Last year over spring break, I traveled with Noah to Iowa City, home of the University of Iowa, where I spent six years as a young adult going to college and grad school.
My sister thought I was crazy — traveling alone (a four-hour car ride) with a two year old while I was 24 weeks pregnant with AJ.
She was probably right. But that trip to Iowa City with Noah was one of the most special moments of my life.
Noah was perfect. Perfect. He never whined. He never cried. He wanted to do things. He giggled. I took him places that were special to me: we bought books at Prairie Lights; we drank coffee (and juice) at the Java House; we ate grilled cheese and fries at Micky’s pub (twice). Seriously, the best grilled cheese. Ever.
I also experienced Iowa City in ways I never had: the children museum, the playground, the hotel swimming pool, the children’s section of the city library. These were not the places of my Iowa City, the college town I once knew. Noah showed me a side of Iowa City I did not know existed.
And all the while, little AJ (only one pound of him) was with us, too.
This moment with Noah…he won’t remember, but I will. And I keep reminding him of it, every time we talk about traveling.
Noah is now obsessed with maps. He makes maps, paints maps, reads about maps, puts puzzle maps together. Every day he says he wants to go to Africa on Safari. He reads books about the continents; (he can name all 7). He makes his dinosaurs travel to China. He talks about going to Alaska and Delaware — places I want to take him soon. (I’ve been to 48 states; these are my final two).

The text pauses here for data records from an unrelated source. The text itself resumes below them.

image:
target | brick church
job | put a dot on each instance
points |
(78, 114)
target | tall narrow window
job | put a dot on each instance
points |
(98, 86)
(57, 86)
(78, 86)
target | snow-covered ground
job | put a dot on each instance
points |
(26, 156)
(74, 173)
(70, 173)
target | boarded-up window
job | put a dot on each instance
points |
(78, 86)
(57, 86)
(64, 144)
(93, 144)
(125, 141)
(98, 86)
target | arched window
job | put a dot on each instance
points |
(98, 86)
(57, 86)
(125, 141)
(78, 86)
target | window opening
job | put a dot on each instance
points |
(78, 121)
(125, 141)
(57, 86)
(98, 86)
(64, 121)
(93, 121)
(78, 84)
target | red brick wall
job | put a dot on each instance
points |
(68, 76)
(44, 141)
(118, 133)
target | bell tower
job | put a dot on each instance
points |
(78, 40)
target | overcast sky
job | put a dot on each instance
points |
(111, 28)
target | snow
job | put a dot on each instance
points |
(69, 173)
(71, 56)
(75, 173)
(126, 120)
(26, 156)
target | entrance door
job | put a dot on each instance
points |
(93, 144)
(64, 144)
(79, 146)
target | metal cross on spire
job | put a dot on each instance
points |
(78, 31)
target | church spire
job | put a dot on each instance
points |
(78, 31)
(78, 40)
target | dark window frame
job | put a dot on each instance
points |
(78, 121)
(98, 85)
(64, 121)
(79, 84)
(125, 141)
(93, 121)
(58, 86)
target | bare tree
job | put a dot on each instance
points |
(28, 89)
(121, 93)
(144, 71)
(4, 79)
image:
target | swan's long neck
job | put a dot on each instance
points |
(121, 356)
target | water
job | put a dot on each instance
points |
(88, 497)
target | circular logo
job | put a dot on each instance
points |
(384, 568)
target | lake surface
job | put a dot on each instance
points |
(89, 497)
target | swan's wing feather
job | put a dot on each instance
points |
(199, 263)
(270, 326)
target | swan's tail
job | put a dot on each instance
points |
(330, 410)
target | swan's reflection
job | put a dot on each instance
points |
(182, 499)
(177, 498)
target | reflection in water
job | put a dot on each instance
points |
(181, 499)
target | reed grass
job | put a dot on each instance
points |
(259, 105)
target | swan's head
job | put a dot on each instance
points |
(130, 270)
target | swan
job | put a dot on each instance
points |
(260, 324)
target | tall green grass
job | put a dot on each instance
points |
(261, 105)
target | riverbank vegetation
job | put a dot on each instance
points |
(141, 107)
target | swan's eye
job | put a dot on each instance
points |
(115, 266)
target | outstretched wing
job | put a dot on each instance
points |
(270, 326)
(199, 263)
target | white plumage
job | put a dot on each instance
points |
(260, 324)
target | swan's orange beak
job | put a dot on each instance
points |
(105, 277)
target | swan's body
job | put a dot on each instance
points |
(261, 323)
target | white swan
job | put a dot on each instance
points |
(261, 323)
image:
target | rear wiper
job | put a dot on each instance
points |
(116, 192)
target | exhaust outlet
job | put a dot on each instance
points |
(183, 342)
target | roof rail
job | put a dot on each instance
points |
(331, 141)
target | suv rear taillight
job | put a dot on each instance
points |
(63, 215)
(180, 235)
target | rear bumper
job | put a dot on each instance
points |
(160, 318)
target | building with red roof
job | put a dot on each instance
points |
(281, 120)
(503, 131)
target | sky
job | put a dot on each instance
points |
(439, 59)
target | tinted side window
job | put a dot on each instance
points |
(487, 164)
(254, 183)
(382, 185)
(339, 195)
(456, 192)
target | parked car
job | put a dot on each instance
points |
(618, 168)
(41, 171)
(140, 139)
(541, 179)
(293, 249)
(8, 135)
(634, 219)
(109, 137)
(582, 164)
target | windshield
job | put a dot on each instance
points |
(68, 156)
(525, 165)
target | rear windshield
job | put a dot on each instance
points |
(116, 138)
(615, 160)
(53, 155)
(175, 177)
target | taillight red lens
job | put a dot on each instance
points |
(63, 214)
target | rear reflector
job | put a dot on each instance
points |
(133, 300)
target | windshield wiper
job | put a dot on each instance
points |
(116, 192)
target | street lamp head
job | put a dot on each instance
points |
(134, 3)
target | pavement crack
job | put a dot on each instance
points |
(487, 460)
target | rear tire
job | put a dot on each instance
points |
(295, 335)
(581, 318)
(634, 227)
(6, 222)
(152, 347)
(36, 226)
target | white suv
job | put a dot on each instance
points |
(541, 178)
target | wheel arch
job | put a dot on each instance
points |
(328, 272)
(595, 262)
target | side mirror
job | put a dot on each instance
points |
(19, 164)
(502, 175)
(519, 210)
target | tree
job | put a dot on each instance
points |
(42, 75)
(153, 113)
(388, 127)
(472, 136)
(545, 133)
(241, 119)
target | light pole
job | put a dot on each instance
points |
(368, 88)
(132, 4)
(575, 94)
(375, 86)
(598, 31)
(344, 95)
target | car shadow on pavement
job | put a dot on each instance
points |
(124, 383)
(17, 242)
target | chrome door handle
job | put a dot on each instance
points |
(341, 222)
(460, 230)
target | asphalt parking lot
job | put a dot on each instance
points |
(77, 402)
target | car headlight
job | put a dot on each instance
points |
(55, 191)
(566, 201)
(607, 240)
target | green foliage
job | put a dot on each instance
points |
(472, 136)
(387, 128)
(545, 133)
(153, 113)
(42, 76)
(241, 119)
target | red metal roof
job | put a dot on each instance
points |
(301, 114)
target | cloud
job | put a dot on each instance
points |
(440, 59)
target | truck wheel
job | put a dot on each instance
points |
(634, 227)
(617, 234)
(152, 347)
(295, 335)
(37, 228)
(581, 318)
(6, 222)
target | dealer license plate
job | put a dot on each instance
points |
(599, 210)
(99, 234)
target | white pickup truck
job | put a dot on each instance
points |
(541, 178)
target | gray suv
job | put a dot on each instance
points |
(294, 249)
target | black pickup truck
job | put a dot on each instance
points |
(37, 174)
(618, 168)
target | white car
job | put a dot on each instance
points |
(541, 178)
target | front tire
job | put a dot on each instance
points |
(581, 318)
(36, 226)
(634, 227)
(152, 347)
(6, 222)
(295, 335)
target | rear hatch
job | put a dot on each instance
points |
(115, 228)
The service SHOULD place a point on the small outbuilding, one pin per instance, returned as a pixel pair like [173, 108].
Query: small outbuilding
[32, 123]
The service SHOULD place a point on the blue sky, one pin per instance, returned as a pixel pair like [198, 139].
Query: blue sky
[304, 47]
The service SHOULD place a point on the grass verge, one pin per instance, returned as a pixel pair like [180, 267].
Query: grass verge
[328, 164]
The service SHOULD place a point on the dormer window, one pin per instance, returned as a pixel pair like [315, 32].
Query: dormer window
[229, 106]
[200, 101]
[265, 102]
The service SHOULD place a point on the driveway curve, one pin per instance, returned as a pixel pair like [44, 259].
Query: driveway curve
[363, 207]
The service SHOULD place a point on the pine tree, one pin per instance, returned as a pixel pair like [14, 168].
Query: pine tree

This excites me. The idea of traveling with my boys — especially as they get older. I want to show them the world. I want to be there when their mouths drop open at their first glimpse of the Grand Canyon and when they put their toes in frigid waters of the Pacific Ocean for the first time. I want them to want me to be there with them — and I know, eventually, I will have to let them go explore on their own, and as I type those words (let them go) I am crying. I am crying because I know, eventually, I will have to. Let them. Go.